En la voz de la mujer Egwene percibió cierta dureza, cierta amargura. Eso sonaba a autenticidad. A esa mujer no le gustaba humillarse de esa manera. Egwene se cruzó de brazos, preocupada.
—¿Qué puedes contarme del ejército seanchan, de sus armas y su fuerza, y de los planes de la emperatriz?
—Sé algunas cosas, Amyrlin, pero yo era capitana de barco —contestó Leilwin—. Lo que sé está relacionado con la flota armada seanchan, y eso no os servirá de mucho.
«Por supuesto», pensó Egwene. Miró a Gawyn, que se encogió de hombros.
—Por favor —dijo la seanchan con suavidad—, permitid que os pruebe mi utilidad de algún modo.

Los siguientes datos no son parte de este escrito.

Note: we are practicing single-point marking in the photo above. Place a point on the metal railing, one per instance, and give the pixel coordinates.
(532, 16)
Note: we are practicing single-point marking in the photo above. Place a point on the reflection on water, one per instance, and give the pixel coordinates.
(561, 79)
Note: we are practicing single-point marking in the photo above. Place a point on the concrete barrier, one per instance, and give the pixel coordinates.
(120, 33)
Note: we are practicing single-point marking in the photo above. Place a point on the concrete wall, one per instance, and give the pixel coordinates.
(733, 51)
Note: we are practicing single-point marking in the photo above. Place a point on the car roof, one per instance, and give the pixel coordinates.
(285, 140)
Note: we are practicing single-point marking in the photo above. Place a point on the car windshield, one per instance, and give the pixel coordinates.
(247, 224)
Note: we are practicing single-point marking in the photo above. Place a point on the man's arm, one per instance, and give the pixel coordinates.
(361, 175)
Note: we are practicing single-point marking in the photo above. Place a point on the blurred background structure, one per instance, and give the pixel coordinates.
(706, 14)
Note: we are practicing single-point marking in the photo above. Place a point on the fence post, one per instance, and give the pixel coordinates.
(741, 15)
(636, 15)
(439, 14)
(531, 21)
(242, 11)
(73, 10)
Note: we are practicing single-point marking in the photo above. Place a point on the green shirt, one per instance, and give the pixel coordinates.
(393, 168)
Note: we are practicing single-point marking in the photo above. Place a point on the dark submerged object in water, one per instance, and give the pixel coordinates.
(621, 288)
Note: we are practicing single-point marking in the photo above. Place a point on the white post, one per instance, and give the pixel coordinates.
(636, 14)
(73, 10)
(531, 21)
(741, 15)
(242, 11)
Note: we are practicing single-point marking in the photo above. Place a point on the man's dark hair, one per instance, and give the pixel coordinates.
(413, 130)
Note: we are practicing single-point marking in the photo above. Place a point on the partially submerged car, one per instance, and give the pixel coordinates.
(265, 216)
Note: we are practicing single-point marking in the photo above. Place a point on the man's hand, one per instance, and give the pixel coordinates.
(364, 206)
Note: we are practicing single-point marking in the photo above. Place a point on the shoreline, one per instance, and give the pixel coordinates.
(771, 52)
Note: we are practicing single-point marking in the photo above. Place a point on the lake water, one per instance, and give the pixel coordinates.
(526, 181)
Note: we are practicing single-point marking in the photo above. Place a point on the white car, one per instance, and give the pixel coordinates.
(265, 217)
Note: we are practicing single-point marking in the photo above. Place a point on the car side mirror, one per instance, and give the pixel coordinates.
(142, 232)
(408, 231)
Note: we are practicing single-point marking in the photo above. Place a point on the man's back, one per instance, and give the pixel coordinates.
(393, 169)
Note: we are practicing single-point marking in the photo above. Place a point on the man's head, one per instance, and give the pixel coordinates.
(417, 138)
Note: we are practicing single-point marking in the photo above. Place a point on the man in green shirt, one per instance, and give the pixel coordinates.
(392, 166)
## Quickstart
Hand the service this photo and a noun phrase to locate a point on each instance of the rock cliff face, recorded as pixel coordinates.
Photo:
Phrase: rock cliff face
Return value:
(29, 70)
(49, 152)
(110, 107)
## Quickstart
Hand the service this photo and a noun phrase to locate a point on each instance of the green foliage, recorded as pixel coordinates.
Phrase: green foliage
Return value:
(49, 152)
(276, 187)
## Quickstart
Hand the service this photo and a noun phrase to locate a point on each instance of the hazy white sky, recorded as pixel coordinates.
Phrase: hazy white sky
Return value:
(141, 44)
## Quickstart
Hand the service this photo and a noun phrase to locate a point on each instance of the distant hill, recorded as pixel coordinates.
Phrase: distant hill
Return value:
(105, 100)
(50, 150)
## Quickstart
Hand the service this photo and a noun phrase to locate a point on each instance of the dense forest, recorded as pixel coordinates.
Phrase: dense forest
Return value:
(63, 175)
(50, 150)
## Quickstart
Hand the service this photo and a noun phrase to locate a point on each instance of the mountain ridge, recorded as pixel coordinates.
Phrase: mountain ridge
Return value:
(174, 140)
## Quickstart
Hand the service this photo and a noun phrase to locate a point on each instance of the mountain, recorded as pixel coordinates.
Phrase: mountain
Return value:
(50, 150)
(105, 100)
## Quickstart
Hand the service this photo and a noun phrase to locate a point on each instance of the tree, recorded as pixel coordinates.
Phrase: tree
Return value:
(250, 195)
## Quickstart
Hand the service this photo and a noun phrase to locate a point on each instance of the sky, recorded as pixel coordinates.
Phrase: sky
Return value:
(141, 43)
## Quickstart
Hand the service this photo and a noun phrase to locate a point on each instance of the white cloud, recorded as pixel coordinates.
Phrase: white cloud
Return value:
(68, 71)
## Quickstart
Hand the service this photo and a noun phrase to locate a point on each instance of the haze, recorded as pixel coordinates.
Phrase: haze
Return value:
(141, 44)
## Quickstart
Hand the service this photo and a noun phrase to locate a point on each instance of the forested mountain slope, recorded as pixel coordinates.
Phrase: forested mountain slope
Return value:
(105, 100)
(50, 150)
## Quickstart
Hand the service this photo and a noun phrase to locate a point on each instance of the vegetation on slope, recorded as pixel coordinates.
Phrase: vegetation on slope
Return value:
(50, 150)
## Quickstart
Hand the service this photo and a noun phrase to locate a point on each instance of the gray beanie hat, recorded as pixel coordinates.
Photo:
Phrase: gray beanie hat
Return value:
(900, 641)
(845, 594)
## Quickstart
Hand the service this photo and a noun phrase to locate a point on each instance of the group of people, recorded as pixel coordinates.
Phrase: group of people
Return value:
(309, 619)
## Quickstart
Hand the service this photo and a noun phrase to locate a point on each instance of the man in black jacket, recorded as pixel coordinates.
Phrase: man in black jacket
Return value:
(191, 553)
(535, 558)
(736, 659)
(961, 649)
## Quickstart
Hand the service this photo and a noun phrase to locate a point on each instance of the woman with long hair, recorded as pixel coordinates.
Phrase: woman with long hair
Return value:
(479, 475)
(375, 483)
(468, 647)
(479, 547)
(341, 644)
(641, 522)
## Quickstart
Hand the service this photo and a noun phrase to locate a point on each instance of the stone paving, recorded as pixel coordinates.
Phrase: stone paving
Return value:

Me queda muy poco de mí misma. Ni siquiera mi nombre me pertenece.
—Primero me hablarás de los seanchan —contestó Egwene—. No me importa si crees que es irrelevante. Cualquier cosa que me cuentes podría ser de utilidad. —O podría revelar que Leilwin era una mentirosa, lo cual sería igualmente útil—. Gawyn, tráeme una silla. Voy a escuchar lo que tenga que decir esta mujer. Después, veremos...
Rand examinó el montón de mapas, notas e informes. Estaba de pie, con el brazo doblado a la espalda; una única lámpara ardía en el escritorio. Metida dentro de cristal, la llama danzaba al llegarle los remolinos de aire que se colaban en la tienda, donde se encontraba solo.
¿Estaría viva la llama? Se alimentaba, se movía por sí misma. Uno podía extinguirla, así que, en cierto modo, respiraba. ¿Qué significaba estar vivo?
¿Podría vivir una idea?
«Un mundo sin el Oscuro. Un mundo sin maldad.»
Rand miró de nuevo los mapas y lo que vio lo dejó impresionado: Elayne se preparaba bien. No había asistido a las reuniones donde se planificaba cada batalla. Estaba concentrado en el norte. En Shayol Ghul. Su destino. Su tumba.
Odiaba el modo en que esos mapas de batallas, con notas para formaciones y grupos, reducían la vida de los hombres a garabatos en un papel. Números y estadísticas. Oh, admitía que la claridad —la distancia— era esencial para un comandante de campo. De todos modos, lo odiaba.
Allí, ante él, había una llama viva y, sin embargo, allí también había hombres que estaban muertos. Ahora que no podía dirigir en persona la guerra, confiaba en no tener que acercarse a mapas como aquél. Sabía que ver esos preparativos lo afligiría por los soldados que no podía salvar.
Un escalofrío repentino le recorrió el cuerpo de la cabeza a los pies y el vello de los brazos se le puso de punta; era un ostensible estremecimiento, mezcla de excitación y terror. Una mujer estaba encauzando.
Rand alzó la cabeza y vio a Elayne inmóvil en la entrada de la tienda.
—¡Luz! —exclamó ella—. ¡Rand! ¿Qué haces aquí? ¿Es que intentas matarme de un susto?
Él se volvió, posados los dedos en los mapas de batallas, y la miró encandilado. Ahora sí que había vida allí. Mejillas arreboladas, cabello dorado con una pincelada de miel y rosa, ojos que ardían como una hoguera. El vestido de color carmesí mostraba la hinchazón del vientre por los bebés que cobijaba. Luz, qué hermosa era.
—Rand al’Thor, ¿vas a hablarme o sólo quieres seguir comiéndome con los ojos? —preguntó ella.
—Si no puedo comerte con los ojos a ti, ¿a quién se lo puedo hacer?
—No me sonrías de ese modo, pastor —le dijo—. Así que colándote en mi tienda a hurtadillas, ¿eh? En serio, ¿qué va a decir la gente?
—Dirá que quería verte. Además, no me he colado a hurtadillas. Los guardias me han dejado pasar.